During elections, discussions on key issues get simplified to the point of caricature. Thus Republicans, including presumptive presidential candidate John McCain, have hit on the “drill here, drill now” mantra in response to rising gasoline and oil prices. Democrats have responded by claiming drilling now wouldn’t bring on new oil supplies for 10 years, so it’s not worth the risk to the environment.

How to sort out the rhetoric?

First, understand that genuine energy independence for the United States, if that means getting all our energy from domestic sources, is almost certainly impossible.

Given demand for energy in the world’s largest economy and the fact that the U.S. has maybe 3 percent of the world’s proven oil reserves, energy independence won’t happen — though politicians of both parties have been promising it for more than 30 years.

However, self-sustainability is a reasonable goal. Gven the levels to which oil prices have risen, it makes no sense not to go after oil known to be under American soil and off the U.S. coasts. Oil prices are determined by the interaction of supply and demand worldwide and are influenced at the margins. Throwing political barriers in the way of producing more supply ensures that prices for oil and other energy fuels will be higher than they have to be.

Some argue that oil companies are sitting on leases they already own and therefore it’s pointless to open up more. But the argument falls flat.

Leases are classified as “non-producing” until they are actually pumping oil, and many leases so classified are in the early stages of seismic evaluation, exploratory drilling and infrastructure building, which can take years and hundreds of millions of dollars. With oil prices above $100 a barrel, oil companies aren’t crazy enough just to sit on potentially productive sites.

Furthermore, as Harvard economist Martin Feldstein has explained, the current price of oil is affected by expectations for the future. An announcement that more supply will be coming online, even in five years or so (not 10), can reduce current prices.

Finally, oil prices are already beginning to fall, because of less demand for gasoline as well as petroleum-related products other than gasoline — plastics, synthetic fabrics, detergents, diesel, heavy fuel oil, etc. — during this time of economic slowdown.

The ordinary interactions of the marketplace, then, have already begun to reduce the price of crude oil. Beginning to drill offshore and in the Alaskan National Wilderness Reserve will not produce energy independence or cause dramatic reductions in gasoline prices.
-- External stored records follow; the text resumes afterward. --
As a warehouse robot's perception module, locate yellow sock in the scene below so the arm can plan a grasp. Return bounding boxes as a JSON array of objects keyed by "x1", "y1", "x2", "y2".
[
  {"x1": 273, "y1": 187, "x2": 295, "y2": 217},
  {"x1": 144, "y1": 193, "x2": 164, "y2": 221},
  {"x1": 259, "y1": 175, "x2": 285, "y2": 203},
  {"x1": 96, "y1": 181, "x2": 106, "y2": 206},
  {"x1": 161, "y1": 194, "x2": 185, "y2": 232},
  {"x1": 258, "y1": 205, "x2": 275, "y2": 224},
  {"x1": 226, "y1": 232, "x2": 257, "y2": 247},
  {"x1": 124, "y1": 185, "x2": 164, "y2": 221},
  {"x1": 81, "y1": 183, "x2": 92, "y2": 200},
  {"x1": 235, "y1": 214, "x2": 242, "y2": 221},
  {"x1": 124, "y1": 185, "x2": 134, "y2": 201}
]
Because so many other factors go into the price of oil it is impossible to predict precisely what oil will cost when those sources actually start producing.

But beginning to drill — even announcing that drilling will begin — will put downward pressure on prices immediately and for years to come.

While the time may come that we get more or most of our energy from wind, natural gas, biofuels or solar power — as worldwide energy demand rises — petroleum will be our most important energy source for decades to come. It doesn’t make a bit of sense not to increase the supply, even if the increase seems small compared to the overall worldwide market.